Struggling retailer HHGreggInc. announced Thursday morning that it will close 88 stores and three distribution centers in an effort to return the company to profitability. The decison will eliminate 40 percent of the chain's retail locations.
None of the stores are in Indiana, the Indianapolis-based electronics and appliance retailer said.
The closures should be completed by mid-April and will result in the elimination of about 1,500 jobs.

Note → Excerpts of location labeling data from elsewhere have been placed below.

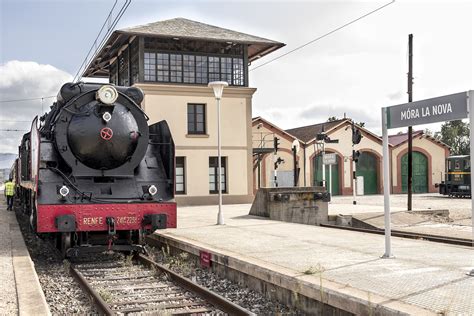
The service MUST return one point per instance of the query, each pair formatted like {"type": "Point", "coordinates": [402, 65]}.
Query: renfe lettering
{"type": "Point", "coordinates": [409, 114]}
{"type": "Point", "coordinates": [441, 109]}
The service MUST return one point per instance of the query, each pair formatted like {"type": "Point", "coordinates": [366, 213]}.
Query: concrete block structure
{"type": "Point", "coordinates": [172, 61]}
{"type": "Point", "coordinates": [429, 158]}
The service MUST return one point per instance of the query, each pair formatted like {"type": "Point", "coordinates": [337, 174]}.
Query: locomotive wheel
{"type": "Point", "coordinates": [65, 243]}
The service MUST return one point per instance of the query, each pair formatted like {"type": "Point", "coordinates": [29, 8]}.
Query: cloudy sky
{"type": "Point", "coordinates": [356, 70]}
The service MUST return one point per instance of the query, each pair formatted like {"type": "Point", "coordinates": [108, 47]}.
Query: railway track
{"type": "Point", "coordinates": [398, 233]}
{"type": "Point", "coordinates": [142, 286]}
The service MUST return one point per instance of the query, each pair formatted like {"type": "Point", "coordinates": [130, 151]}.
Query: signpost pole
{"type": "Point", "coordinates": [324, 169]}
{"type": "Point", "coordinates": [410, 128]}
{"type": "Point", "coordinates": [330, 180]}
{"type": "Point", "coordinates": [471, 138]}
{"type": "Point", "coordinates": [386, 186]}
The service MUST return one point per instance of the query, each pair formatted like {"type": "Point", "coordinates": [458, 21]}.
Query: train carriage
{"type": "Point", "coordinates": [457, 177]}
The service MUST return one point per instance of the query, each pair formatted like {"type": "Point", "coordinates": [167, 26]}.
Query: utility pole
{"type": "Point", "coordinates": [356, 138]}
{"type": "Point", "coordinates": [410, 128]}
{"type": "Point", "coordinates": [294, 149]}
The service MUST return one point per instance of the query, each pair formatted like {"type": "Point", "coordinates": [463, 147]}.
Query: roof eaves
{"type": "Point", "coordinates": [277, 128]}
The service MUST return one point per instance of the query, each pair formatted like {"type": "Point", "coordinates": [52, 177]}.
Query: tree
{"type": "Point", "coordinates": [456, 135]}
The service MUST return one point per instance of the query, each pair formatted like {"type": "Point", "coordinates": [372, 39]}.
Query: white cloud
{"type": "Point", "coordinates": [25, 80]}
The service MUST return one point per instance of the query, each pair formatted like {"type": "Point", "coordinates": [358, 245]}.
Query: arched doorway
{"type": "Point", "coordinates": [420, 173]}
{"type": "Point", "coordinates": [367, 167]}
{"type": "Point", "coordinates": [318, 174]}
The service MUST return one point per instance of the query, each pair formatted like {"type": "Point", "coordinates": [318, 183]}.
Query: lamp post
{"type": "Point", "coordinates": [218, 88]}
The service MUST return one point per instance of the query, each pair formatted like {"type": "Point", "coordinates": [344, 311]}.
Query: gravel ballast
{"type": "Point", "coordinates": [62, 293]}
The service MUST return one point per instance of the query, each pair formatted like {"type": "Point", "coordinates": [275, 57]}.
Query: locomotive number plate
{"type": "Point", "coordinates": [123, 220]}
{"type": "Point", "coordinates": [93, 220]}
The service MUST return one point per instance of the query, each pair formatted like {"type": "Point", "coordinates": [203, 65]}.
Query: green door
{"type": "Point", "coordinates": [420, 173]}
{"type": "Point", "coordinates": [318, 174]}
{"type": "Point", "coordinates": [367, 168]}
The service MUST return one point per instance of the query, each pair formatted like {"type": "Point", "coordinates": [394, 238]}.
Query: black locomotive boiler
{"type": "Point", "coordinates": [457, 181]}
{"type": "Point", "coordinates": [93, 174]}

Following the closings, HHGregg will have 132 stores.
The decision to close the stores will help the company focus on its core markets, HHGregg CEO Robert J. Riesbeck said in a written statement.
“We are strategically exiting markets and stores that are not financially profitable for us,” he said. “This is a proactive decision to streamline our store footprint in the markets where we have been, and will continue to be, important to our customers, vendor partners and communities.”
HHGregg has reported losses in 13 straight quarters and has seen its stock plunge to Pink Sheet status. Shares fell 3 percent Thursday morning, to 12.8 cents apiece.
The company said it expects to incur pre-tax charges of $12 million to $21 million due to the closures, including $5 million to $10 million related to asset-impairment costs, $5 million to $7 million in employee-termination costs and $2 million to $4 million for other costs.
The company also has about $190 million in lease obligations related to the stores and distribution centers, HHGregg said in a public filing.
Stores slated to close are in Alabama (2 stores), Delaware (3), Florida (15), Georgia (4), Illinois (6), Louisiana (3), Maryland (11), New Jersey (2), North Carolina (4), Ohio (4), Pennsylvania (15), Virginia (16), Tennessee (1), Missouri (1) and West Virginia (1).
Distribution centers will close in Miami, Florida; Brandywine, Maryland; and Philadelphia.
“We have determined that the economics of the affected locations will not allow us to achieve our overall goal of becoming a profitable company again,” Riesbeck said. “After scrutinizing our real estate portfolio, we have identified a number of underperforming stores, as well as store locations that are no longer strong shopping destinations due to changes in the local retail shopping landscape.”
HHGregg announced Feb. 15 that it was pursuing a range of strategic and financial options with the help of outside advisers, to improve the company’s financial condition. Bloomberg News reported Feb. 23 that the 61-year-old retailer was preparing to file for Chapter 11 bankruptcy reorganization as soon as March.
The company, which operates 220 stores in 19 states, took a huge loss of $58.3 million in its latest quarter as revenue plunged 24 percent.
Richard Feinberg, professor of consumer science and retailing at Purdue University, said HHGregg appears to be making the necessary moves to save the company, though much uncertainty remains.
“These are exactly the steps you should take to control the hemorrhaging, but that doesn’t mean the (remaining) stores will be successful,” he said. “But you have to stop the bleeding.”